I saw someone whining that the new A Christmas Story Christmas recast the mother and was a sequel to a movie that didn't need a sequel. Little did they know that it was the ninth - if you count the A Christmas Story Live! TV movie - story of the Parker family, a series of films that began seven years before its best-remembered installment.
All of these stories are based on the writing of Jean Shepherd, who often told stories of his childhood in the fictional town of Hohman, Indiana (he grew up in Hammond) on the radio. After publishing those stories in Playboy, but he never intended to be a writer.
Hugh Hefner claimed that The Giving Tree author Shel Silverstein asked Shepherd to write down his radio stories, but he never saw himself being a writer. So Silverstein recorded the shows off the radio, transcribed them and worked with Shepherd to turn them into written works.

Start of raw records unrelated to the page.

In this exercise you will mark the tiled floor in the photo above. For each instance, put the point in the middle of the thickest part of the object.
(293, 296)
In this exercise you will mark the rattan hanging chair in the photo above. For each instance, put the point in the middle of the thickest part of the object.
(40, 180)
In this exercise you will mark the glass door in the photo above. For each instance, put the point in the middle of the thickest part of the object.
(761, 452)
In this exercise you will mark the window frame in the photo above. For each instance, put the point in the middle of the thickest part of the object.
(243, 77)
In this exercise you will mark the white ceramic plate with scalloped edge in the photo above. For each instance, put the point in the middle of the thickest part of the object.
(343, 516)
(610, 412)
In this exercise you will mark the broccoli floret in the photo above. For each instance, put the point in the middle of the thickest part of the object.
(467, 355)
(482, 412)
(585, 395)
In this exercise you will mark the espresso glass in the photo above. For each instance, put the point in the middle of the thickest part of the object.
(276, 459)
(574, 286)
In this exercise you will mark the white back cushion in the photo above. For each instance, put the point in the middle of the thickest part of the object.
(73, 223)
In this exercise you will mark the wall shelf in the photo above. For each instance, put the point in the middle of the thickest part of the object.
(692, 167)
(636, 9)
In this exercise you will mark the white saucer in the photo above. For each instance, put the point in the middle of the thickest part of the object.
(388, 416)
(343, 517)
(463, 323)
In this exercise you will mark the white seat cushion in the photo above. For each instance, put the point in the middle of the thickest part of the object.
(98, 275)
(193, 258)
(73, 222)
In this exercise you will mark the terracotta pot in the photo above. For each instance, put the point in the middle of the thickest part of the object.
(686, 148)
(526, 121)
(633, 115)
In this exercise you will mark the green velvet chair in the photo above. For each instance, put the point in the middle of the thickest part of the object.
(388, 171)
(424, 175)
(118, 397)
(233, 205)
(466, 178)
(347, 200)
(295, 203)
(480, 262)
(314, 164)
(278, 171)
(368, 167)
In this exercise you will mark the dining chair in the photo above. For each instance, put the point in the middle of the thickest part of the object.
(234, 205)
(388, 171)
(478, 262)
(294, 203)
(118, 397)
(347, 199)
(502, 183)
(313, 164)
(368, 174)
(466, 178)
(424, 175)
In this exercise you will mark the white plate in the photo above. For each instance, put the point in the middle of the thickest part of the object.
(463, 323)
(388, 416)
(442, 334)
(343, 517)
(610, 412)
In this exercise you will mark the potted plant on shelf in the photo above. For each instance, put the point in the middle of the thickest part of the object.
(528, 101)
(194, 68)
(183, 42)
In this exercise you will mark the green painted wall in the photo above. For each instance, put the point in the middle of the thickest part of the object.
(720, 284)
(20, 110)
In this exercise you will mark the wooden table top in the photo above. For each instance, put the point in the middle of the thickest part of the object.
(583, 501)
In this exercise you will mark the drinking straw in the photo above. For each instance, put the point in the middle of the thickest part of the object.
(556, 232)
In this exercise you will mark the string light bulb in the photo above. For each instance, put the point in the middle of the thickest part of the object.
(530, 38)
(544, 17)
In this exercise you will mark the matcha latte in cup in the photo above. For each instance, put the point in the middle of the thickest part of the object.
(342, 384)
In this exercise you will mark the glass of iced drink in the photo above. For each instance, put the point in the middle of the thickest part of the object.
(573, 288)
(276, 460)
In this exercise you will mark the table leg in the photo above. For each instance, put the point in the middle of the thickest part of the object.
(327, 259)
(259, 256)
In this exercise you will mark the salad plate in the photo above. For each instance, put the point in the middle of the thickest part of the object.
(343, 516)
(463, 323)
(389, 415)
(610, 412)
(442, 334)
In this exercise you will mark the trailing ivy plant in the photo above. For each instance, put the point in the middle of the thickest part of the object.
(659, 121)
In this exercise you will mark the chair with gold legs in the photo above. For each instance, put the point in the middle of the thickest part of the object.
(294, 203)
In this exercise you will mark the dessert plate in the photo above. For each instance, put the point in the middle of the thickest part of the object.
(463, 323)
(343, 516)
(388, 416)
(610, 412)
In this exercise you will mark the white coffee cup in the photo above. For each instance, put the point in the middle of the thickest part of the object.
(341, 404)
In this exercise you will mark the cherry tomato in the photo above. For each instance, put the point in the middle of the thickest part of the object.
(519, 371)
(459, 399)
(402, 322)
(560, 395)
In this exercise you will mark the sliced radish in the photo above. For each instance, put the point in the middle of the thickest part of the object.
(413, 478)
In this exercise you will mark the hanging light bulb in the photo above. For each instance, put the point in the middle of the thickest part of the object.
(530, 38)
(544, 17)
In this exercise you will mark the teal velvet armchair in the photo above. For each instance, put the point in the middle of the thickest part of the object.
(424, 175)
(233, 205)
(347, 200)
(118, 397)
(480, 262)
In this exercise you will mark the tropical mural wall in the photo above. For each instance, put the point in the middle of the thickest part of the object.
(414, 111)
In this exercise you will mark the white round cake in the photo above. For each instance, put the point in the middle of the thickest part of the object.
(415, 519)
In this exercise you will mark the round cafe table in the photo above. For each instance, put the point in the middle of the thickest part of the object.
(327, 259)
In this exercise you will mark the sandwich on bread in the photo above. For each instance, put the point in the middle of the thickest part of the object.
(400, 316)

His first book, In God We Trust: All Others Pay Cash, contains many of the stories of the Parker family, stories that despite having the names of real people and real places, are all from Shepherd's imagination. These memories come in the form of Ralph, who has returned to his home town as an adult, telling these stories to his friend, Flick, who now runs the bar where their fathers used to drink.
Four of the stories in the book - "Duel in the Snow, or Red Ryder Nails the Cleveland Street Kid," "The Counterfeit Secret Circle Member Gets the Message, or The Asp Strikes Again," "My Old Man and the Lascivious Special Award That Heralded the Birth of Pop Art" and "Grover Dill and the Tasmanian Devil," as well as "The Grandstand Passion Play of Delbert and the Bumpus Hounds" from Shepherd's second book Wanda Hickey's Night of Golden Memories make up A Christmas Story.
But before that, on December 23, 1976, The Phantom of the Open Hearth aired as an episode of PBS's anthological television series Visions. It features Shepherd as the adult Ralphie and David Elliot as the teen version in a story of Ralphie trying to decide between taking Daphne Bigelow (Tobi Pilavin) or Wanda Hickey (Roberta Wallach) to the school dance, all while his father (James Broderick) anticipates winning a major award that this film explains is a leg lamp because the contest was sponsored by Ne-Hi Soda and that was their logo. While all thatis going on, Randy (Adam Goodman) annoys Ralphie and mom (Barbara Bolton) is obsessed with getting free fine china from the movie theater.
Directed by Fred Barzyk (Jean Shepherd's America, The Lathe of Heaven) and David Loxton (Countdown to Looking Glass) from a script by Shepherd, this led to another PBS movie, The Great American Fourth Of July and was almost a TV series in 1978. The pilot was directed by John Rich and written by Shepherd and was also called The Phantom of the Open Hearth. That's where the line "Oh, fudge (but I didn't say fudge)!" comes from.
Its a little jarring to see the adult adventures of Ralphie while still interesting to get a different perspective.